Industrious v. Cauley (E.D. Ky. Oct. 1), rejects yet another Second Amendment challenge to felon-in-possession laws — a result that is correct under D.C. v. Heller, and also seems justified in this particular case on various procedural grounds that the court mentions. But at the end, the court says — citing the D.C. Circuit decision that Heller affirmed, Parker v. District of Columbia, 478 F.3d 370 (D.C. Cir. 2007), and that petitioner relied on more than he did on Heller —
Finally, the Court notes that the Parker decision concerned gun restriction laws and the unique legal status of the District of Columbia, as opposed to the status of “States.” See Parker, 478 F.3d at 406 (“The Second Amendment’s “character and aim” does not require that we treat the District as a State. The Amendment was drafted in response to the perceived threat to the “free[dom]” of the “State[s]” posed by a national standing army controlled by the federal government …. Accordingly, both the Supreme Court and this court have consistently held that several constitutional provisions explicitly referring to citizens of “States” do not apply to citizens of the District.”). Parker does not assist Industrious in this § 2241 proceeding.

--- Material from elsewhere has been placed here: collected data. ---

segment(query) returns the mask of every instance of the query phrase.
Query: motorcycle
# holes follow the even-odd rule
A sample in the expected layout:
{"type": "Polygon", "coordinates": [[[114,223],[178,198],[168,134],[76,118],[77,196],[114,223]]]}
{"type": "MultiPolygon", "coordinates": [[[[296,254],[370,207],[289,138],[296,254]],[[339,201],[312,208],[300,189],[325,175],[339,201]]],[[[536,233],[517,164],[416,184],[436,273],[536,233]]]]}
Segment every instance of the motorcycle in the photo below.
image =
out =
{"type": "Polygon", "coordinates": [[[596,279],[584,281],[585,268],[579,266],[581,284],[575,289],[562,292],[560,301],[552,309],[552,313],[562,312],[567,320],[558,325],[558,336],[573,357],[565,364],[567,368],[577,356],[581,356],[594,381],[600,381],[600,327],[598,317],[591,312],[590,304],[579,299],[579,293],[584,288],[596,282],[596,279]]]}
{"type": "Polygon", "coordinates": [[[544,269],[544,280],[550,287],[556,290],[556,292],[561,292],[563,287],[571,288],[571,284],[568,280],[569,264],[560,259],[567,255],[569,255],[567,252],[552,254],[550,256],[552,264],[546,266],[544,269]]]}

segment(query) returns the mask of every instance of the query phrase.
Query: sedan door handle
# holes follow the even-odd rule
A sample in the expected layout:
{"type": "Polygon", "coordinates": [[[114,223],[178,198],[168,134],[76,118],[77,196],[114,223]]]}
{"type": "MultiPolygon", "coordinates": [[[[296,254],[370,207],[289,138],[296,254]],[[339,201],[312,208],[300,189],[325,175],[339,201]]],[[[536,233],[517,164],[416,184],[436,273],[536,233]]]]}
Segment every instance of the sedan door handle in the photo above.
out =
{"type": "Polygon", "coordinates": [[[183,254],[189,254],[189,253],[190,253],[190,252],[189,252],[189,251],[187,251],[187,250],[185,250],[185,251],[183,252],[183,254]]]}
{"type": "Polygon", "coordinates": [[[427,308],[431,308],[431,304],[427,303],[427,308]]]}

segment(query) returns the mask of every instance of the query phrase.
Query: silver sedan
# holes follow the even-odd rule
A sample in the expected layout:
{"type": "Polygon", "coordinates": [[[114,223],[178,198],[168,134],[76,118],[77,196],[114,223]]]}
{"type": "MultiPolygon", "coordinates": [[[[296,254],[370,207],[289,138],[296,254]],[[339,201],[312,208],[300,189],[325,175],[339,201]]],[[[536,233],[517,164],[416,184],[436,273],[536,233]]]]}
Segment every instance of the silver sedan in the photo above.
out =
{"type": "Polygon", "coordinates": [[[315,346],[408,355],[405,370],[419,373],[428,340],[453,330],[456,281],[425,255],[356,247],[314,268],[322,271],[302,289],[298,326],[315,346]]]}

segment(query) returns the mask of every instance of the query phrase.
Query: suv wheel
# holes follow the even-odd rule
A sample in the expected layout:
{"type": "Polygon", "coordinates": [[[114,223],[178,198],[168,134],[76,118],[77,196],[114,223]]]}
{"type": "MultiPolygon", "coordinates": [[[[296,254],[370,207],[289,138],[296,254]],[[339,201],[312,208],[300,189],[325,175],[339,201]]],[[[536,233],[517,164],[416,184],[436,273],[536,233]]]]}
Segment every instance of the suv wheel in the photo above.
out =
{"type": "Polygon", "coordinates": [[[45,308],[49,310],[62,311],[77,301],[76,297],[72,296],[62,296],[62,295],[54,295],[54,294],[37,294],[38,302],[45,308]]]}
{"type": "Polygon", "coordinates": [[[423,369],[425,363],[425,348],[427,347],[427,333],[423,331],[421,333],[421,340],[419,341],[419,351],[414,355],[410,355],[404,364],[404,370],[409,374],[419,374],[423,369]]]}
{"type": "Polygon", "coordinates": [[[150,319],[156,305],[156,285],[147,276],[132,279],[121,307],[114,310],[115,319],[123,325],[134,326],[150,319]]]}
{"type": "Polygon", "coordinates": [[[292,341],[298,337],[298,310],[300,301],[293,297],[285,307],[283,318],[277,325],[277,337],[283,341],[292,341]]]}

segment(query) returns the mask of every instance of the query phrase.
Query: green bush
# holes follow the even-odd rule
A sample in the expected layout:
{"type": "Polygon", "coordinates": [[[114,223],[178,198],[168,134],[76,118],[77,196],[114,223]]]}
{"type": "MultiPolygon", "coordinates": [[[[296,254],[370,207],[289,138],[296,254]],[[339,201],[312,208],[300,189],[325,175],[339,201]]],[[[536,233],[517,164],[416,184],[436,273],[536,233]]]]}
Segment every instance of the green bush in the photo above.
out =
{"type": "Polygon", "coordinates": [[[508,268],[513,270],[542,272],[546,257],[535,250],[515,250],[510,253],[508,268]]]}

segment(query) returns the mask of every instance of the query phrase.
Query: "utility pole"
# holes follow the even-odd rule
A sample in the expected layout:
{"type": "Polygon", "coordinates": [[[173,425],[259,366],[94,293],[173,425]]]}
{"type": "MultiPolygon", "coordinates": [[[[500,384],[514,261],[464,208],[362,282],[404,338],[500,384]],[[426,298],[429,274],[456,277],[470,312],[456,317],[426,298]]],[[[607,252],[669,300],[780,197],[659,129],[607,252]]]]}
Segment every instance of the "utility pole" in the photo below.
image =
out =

But the quote from Parker is from the dissent, not from the majority opinion. The majority expressly held that the Second Amendment did apply to citizens of the District. And more broadly, the majority’s reasoning recognizing an individual right to possess guns was not limited to D.C. residents, or tied to “the unique legal status of the District of Columbia” — it applied equally to federal laws affecting U.S. citizens throughout the country, as does the Heller decision, which affirmed the D.C. Circuit majority opinion. (Note that the Industrious case involved a conviction for violating a federal law.)
As I said, this doesn’t affect the bottom line, given Heller‘s assertion that bans on felon possession of guns are constitutional, and given the apparent procedural barriers to Industrious’s claim (I assume the district court is right about those). But it does show a pretty serious error in the district court’s interpretation and citation of the Parker decision, and in the district court’s understanding of current Second Amendment law.
I should note, before people start casting political aspersions, that Judge Wilhoit, who wrote the opinion, was appointed by President Reagan in 1981.